Those who've followed this blog for a few months know that I broke a leg around the end of January and have since been recuperating. I'm driving again, but getting off crutches must await regaining flexibility in the ankle of the injured leg. Rehab is under way - all too slowly.
I didn't realize how much time was being occupied by outdoor recreation and hobbies, and other activities requiring mobility, until I suddenly had it all back on my hands. That's resulted in more blogging activity here, but I've also devoted a lot of it to catching up on the reading queue, expanding into some topics that I might not otherwise have tackled, and beginning a few projects that are on the personal 'bucket list'. For your possible amusement, my 'vacation' reading list so far:
Rereading the entirety of Lois McMaster Bujold's Vorkosigan Saga. In the hospital, while more or less under the influence of a Dilaudid drip. Somehow this was perfectly compatible with the adventures of Miles.
Reread all 20 volumes of Patrick O'Brian's Aubrey/Maturin novels, one after another. Could be the Vicodin helped keep me on track through the entire sea-borne adventure and comedy of manners. Sailing, sailing. When I graduated to plain old Tylenols, I took on some new material.
Timothy Hornyak, "Loving The Machine". Robotics and culture in Japan. I reviewed it here.
Walter Russell Mead, "God and Gold". How the maritime economies of the Netherlands, Britain and the United States came to global power. Not as good as his "Special Providence", but superior to Diamond's "Guns, Germs and Steel" which at times treats the outcome as just a big accident. Yes, I believe in American exceptionalism.

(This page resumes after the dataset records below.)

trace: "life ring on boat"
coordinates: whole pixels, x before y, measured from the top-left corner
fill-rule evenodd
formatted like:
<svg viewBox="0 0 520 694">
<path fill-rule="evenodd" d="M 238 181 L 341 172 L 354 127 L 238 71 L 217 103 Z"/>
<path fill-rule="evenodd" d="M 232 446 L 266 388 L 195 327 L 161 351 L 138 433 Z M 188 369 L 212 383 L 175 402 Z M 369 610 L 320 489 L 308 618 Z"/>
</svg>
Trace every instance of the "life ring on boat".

Robert Zubrin, "Energy Victory". Why we should be investing in flex-fuel transportation. Reviewed here.
Neil Shubin, "Your Inner Fish". Human evolution and developmental biology, though the lenses of paleontology and modern genomics. Good sauce for evolution deniers. Found via Clive Thompson and Ole Eichhorn.
Roger Kimball and Hilton Kramer, eds., "Counterpoints". Essays from the New Criterion magazine. I had bought this largely for the political and foreign affairs related essays. I had already read through them and put the book on the back burner before the fatal day. The remaining 'free bonus' cultural pieces turned out to be a welcome and stimulating goulash of things I might never have otherwise noticed.

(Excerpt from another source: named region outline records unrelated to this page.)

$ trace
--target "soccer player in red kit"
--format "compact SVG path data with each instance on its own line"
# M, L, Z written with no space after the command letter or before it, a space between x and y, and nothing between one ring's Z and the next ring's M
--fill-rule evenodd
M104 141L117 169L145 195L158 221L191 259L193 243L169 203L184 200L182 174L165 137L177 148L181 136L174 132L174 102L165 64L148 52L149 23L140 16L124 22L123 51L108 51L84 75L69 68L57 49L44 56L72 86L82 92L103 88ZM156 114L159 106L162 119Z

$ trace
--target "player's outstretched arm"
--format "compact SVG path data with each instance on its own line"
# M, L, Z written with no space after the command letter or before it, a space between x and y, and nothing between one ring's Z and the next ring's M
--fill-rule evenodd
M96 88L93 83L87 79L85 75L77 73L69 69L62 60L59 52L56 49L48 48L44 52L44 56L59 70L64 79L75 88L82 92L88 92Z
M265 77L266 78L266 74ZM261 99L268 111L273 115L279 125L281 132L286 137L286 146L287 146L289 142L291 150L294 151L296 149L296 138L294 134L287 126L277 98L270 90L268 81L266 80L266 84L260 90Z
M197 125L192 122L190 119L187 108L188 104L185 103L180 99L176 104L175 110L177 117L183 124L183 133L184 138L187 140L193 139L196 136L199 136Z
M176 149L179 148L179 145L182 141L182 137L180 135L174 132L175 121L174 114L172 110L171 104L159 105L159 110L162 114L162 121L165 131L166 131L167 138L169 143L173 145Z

Ira Brodsky, "The History of Wireless". How you got your personal Star Trek communicator, a few centuries early. Reviewed here.

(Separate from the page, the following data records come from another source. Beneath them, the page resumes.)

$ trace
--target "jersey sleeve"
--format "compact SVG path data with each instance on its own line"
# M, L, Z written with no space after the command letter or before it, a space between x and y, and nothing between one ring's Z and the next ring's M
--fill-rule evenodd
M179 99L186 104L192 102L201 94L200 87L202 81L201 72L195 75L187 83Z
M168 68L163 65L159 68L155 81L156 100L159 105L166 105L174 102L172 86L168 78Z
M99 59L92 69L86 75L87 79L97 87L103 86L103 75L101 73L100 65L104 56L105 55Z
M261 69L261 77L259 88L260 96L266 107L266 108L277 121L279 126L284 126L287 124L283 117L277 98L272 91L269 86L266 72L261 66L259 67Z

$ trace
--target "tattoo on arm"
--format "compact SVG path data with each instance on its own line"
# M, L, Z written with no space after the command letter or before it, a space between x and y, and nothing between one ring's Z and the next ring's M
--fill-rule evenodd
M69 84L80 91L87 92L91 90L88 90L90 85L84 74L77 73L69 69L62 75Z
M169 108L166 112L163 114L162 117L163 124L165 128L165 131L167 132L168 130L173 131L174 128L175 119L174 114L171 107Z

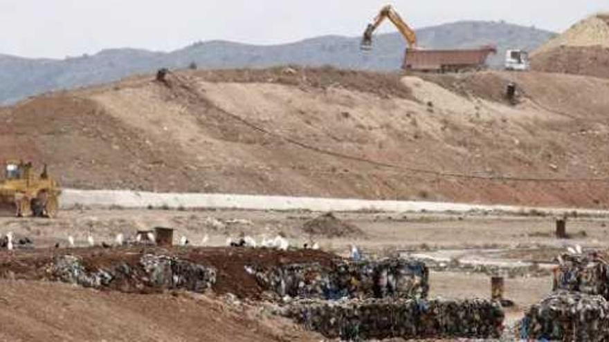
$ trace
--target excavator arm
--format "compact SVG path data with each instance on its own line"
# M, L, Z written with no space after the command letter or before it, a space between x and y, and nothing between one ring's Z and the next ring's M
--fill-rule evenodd
M389 19L395 27L397 28L400 33L404 36L404 38L408 43L409 48L417 48L417 35L415 34L415 31L402 19L391 5L387 5L381 9L379 15L366 28L361 41L362 50L370 50L372 48L372 34L383 23L385 19Z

Patrick Leigh Fermor, "A Time of Gifts" and "Between the Woods and the Water". The travels of a young Briton in 1930s Europe from Holland to Rumania, just as the Nazis were coming to power. Written many years after the fact, and well salted with cultural details. A fortuitous train wreck of travel writing and history. This pick was due to one of the "Counterpoints" essays.
Jonah Goldberg, "Liberal Fascism". While Goldberg spends too much time apologizing for his analysis, and goes off on some tangents sparked by his conservative cultural views, this is a useful antidote to the highly selective memory of the Left. In an odd sort of synchronicity, I was reading this book in parallel with Fermor, and reached Goldberg's reference to Fermor's visit with a young German Communist who had just converted to Nazism, while I was only pages away from that scene in "Time of Gifts".
Michael Yon, "Moment of Truth in Iraq. In the autographed edition. As those who follow his blog know, Yon is a war reporter who doesn't hunker down in the Green Zone compiling reports from stringers of unknown loyalties. He's been out on the lines, in the sh**, and has the combat photographs to prove it. This is based on the experiences reported on the blog, but isn't just a compilation. He's added some details that were likely too sensitive at the time, but also rewritten to provide lessons learned and a narrative backbone. Yon is brutally critical of what he sees as bungled efforts in the invasion and aftermath, and thereby gains credibility for his current assessment. There's a good review (not my own) here.
Still in progress, I have:
Rereading all of Shakespeare, for the first time in at least thirty years. I'm through most of the Historicals and have started nibbling at the Comedies.
A volume of European history from 1648 to 1815, back story for O'Brian and also Fermor's travels in the former Habsburg Empire.
A recent personal finance book, along with rereading some I've used in the past, as a review on my own planning.
Got any suggestions? Put them in the comments, which I've opened up for once.
Read your review on Brodsky's "History of Wireless". Will probably buy it unless you have a superior recommendation. I am a bit concerned about the lack of technical details you mentioned. Would really like to find something on par with Rhodes' "Making of the Atomic Bomb" which told a good story and provided all the science I could digest!